In the period 2010-2013, the contribution of exports to the GDP has grown considerably. In 2013, exports contributed 32.4 percent to the GDP, i.e. 3 percentage points more than in 2010 as the Internationalisation Monitor published by Statistics Netherlands shows.
In the period 2010-2013, the contribution of exports to the Dutch economy has risen by 3 percentage points to 32.4 percent. Such a substantial growth rate has not occurred in the period 1988-2010. The contribution of exports has never been so high. During the period 2003-2008, the contribution of exports also increased gradually, but slumped worldwide in recession year 2009. In the period 2010-2013, exports picked up and the contribution of exports to the GDP grew rapidly.
Consumption and investments declined during the period 2010-2013. Nevertheless, GDP figures improved due to export growth. If the value of exports would have grown at the same rate as the value of domestic expenditure, the value for the Netherlands would have been 24 billion euros lower, i.e. 1.5 thousand euros per capita.
Foreign economies grow faster than Dutch economy
The five countries which are the Netherlands’ most important export destinations, all had better economic growth rates than the Netherlands in the period 2010-2013. Therefore, the demand for Dutch goods and services (Dutch exports) in these countries will probably have grown faster than in the Netherlands.
Earnings from exports increased most in the sector mineral extraction. Trade, transport and business services showed lower growth figures, but – on account of their size – they nevertheless made a substantial contribution to total growth. These sectors earn from exports because they provide support services to export companies.
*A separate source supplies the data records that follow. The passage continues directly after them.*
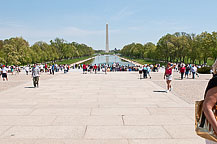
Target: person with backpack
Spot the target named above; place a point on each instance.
(168, 75)
(95, 68)
(4, 73)
(182, 71)
(35, 75)
(187, 67)
(210, 101)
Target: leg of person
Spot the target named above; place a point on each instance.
(34, 81)
(149, 75)
(169, 85)
(182, 75)
(37, 78)
(210, 142)
(193, 75)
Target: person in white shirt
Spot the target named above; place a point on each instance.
(4, 73)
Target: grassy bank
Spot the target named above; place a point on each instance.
(147, 61)
(144, 61)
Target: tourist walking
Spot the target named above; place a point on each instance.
(193, 71)
(95, 68)
(35, 75)
(148, 71)
(144, 72)
(168, 76)
(210, 101)
(187, 69)
(53, 69)
(4, 73)
(84, 68)
(182, 71)
(140, 72)
(12, 70)
(106, 68)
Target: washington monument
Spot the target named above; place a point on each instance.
(107, 40)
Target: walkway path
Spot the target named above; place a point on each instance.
(116, 108)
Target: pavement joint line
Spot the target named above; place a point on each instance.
(167, 131)
(52, 123)
(6, 130)
(85, 131)
(122, 116)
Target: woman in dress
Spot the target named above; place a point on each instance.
(211, 100)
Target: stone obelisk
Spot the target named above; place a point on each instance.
(107, 40)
The sectors immovable property and financial services, on the other hand, showed contraction. Due to the poor economic situation, exporting companies are less likely to opt for a new location or expansion. This also had a negative effect on estate agencies. Banks supplied fewer services abroad.
Exports also vital for employment
Exports accounted for an employment growth by more than 140 thousand full-time jobs to 2.1 million full-time jobs, but total employment declined, so the contribution of exports to total employment grew. Exports contributed most to employment in trade and business services.
Export growth does not always trigger economic growth
The contribution of exports to the Dutch economy is not defined by the value of exports, but the profit, i.e. after deduction of the value of imported goods needed for exports.
Whether export growth, as was the case in November 2014, also triggers economic growth largely depends on the volume of goods companies need for their exports. For example, re-exports of previously imported goods, e.g. clothes and mobile phones, contribute far less to the economy than exports of products manufactured or extracted in the Netherlands, like natural gas.